Чем была, чем и как закончилась первая русская смута? Замечательный дореволюционный историк А.Е.Пресняков писал, что "с социальной точки зрения Смута была схваткой казачества, крестьянства владельческих земель, холопов и низшей прослойки дворянства, с одной стороны, и среднего дворянства, средних служилых людей, купечества, – с другой. Эти последние были организованы в земства. Разрушение самодержавной системы в результате социальных конфликтов и вмешательства иностранцев грозило им утратой их социального и экономического положения. Поэтому-то они и выступили за восстановление прежнего властного порядка и общественных низов и смуты; победа над нею государственного порядка была поражением для этих разрядов (социальных низов. – А.Ф.) населения, которые в дальнейшие два века отвечали на давившую их тяготу побегами и бунтами, то местными, то широкими разносившими потрясения, как в эпоху Разиновщины и Пугачевщины.

Так смута завершилась победой средних социальных сил над общественным верхом и низом"[iii].

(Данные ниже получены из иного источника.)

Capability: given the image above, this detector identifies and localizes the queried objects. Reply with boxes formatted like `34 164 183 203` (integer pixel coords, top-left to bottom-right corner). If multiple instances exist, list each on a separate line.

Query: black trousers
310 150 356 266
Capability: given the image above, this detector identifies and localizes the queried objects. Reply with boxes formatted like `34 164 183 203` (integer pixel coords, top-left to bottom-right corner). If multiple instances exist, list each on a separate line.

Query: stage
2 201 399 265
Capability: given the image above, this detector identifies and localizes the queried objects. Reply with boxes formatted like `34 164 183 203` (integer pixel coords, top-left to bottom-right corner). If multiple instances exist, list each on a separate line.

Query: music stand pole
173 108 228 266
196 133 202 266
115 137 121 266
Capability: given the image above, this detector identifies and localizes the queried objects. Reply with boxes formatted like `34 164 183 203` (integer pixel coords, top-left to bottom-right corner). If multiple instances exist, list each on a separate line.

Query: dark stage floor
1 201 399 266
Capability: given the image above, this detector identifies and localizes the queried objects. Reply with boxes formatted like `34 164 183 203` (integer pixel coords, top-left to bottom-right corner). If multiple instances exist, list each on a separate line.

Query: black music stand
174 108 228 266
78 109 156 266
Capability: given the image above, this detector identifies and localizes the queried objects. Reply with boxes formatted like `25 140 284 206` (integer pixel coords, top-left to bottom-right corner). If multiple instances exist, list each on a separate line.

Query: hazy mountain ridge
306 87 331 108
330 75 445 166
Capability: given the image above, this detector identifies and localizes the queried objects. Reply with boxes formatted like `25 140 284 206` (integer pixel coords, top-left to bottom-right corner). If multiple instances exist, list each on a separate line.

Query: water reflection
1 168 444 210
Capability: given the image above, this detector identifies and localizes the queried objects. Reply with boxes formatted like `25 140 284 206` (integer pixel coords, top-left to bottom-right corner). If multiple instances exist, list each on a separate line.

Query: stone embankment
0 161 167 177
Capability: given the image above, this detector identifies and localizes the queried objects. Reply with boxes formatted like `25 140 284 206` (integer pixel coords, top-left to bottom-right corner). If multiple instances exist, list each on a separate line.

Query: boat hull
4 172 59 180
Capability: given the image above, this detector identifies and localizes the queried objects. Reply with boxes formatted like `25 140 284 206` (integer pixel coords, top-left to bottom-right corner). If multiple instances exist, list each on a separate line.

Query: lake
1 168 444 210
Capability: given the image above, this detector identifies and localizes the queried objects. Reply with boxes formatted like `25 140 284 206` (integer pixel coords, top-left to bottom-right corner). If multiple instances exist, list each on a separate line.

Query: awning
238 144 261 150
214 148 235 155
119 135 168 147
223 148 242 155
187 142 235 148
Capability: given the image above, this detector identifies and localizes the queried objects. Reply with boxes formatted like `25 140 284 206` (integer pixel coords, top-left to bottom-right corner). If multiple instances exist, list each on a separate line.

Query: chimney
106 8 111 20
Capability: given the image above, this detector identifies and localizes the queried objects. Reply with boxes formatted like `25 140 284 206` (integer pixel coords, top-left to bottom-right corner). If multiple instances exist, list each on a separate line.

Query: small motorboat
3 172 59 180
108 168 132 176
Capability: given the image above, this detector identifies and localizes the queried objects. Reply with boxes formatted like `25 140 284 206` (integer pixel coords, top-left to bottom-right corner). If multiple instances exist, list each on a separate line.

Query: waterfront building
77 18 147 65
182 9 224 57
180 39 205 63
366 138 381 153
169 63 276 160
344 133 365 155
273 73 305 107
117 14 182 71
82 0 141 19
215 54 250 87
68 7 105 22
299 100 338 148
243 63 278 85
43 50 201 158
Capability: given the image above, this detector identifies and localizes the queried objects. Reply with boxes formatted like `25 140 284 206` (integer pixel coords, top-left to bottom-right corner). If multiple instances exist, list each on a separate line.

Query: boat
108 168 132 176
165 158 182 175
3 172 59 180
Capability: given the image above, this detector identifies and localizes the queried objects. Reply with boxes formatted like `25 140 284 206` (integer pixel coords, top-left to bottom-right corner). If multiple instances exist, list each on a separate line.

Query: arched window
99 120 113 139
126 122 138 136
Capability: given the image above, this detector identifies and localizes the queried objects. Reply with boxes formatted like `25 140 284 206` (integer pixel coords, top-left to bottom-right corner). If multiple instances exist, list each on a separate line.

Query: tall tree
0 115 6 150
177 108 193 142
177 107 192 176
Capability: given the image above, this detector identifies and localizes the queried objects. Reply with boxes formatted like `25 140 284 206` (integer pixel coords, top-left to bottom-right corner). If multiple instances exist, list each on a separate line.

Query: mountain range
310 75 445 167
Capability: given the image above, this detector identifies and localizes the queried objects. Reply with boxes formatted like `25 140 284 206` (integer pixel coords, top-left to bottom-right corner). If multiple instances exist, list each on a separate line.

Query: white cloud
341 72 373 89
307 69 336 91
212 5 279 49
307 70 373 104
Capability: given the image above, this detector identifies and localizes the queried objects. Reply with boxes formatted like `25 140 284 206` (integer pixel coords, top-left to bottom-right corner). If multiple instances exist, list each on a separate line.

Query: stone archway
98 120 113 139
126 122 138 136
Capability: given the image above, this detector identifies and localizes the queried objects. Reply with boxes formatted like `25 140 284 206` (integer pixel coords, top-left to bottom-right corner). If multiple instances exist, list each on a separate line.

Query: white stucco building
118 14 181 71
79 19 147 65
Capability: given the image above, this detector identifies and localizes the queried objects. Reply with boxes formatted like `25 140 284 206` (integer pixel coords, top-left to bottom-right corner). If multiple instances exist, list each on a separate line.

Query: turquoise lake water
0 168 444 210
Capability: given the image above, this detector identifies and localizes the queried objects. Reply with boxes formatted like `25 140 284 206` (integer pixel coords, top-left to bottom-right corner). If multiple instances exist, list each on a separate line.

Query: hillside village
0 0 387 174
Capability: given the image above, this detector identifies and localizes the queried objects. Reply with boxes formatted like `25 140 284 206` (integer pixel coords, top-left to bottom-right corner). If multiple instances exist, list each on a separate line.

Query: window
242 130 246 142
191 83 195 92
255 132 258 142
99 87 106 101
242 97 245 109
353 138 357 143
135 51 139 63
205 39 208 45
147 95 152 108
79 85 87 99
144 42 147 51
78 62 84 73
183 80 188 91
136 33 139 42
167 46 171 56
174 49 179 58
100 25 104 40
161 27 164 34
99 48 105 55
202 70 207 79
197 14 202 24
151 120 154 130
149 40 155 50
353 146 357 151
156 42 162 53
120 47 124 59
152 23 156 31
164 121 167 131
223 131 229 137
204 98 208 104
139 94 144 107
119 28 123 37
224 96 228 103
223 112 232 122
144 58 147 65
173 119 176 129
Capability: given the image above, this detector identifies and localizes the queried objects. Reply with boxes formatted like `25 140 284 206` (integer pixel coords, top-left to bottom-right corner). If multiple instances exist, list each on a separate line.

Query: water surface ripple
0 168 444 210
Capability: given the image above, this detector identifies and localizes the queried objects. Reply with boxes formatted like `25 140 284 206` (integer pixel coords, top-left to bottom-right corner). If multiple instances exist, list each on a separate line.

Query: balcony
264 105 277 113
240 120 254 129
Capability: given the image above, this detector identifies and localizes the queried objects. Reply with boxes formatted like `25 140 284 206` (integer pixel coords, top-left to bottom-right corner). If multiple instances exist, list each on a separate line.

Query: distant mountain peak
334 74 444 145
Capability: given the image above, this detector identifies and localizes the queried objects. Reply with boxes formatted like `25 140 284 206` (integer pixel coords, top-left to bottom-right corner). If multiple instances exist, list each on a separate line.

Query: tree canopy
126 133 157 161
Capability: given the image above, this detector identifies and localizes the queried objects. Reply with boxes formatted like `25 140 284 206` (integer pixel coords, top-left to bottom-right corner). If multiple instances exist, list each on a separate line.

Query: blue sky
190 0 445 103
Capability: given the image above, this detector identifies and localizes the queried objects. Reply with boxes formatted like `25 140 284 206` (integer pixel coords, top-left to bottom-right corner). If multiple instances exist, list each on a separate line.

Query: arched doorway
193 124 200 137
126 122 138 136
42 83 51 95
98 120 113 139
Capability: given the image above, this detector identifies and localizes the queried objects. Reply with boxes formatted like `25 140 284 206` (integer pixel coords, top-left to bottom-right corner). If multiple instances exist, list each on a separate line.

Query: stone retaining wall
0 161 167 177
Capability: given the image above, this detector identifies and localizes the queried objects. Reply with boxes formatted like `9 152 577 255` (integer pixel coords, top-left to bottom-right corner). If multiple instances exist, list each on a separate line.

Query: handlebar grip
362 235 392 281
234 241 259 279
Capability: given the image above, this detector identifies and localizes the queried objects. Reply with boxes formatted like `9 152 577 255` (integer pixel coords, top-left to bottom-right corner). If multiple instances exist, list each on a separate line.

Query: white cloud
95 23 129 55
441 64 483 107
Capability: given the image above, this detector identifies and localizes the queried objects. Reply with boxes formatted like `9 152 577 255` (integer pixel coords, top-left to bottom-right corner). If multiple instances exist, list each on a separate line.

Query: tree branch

Ну а кто победил во второй смуте? Низы и низшая часть господствующих групп, т.е. если забыть о "боярстве", – те, кто проиграл в первой смуте, кому не удалось потеснить дворянство с позиций главного защитника страны и занять его место, те о ком в начале XVII в. патриарх Гермоген писал, что они "велят боярским холопам побивать своих бояр... и жены их и вотчины и поместья сулят", и обещают "давати боярство и воеводство и окольничество и дьячество".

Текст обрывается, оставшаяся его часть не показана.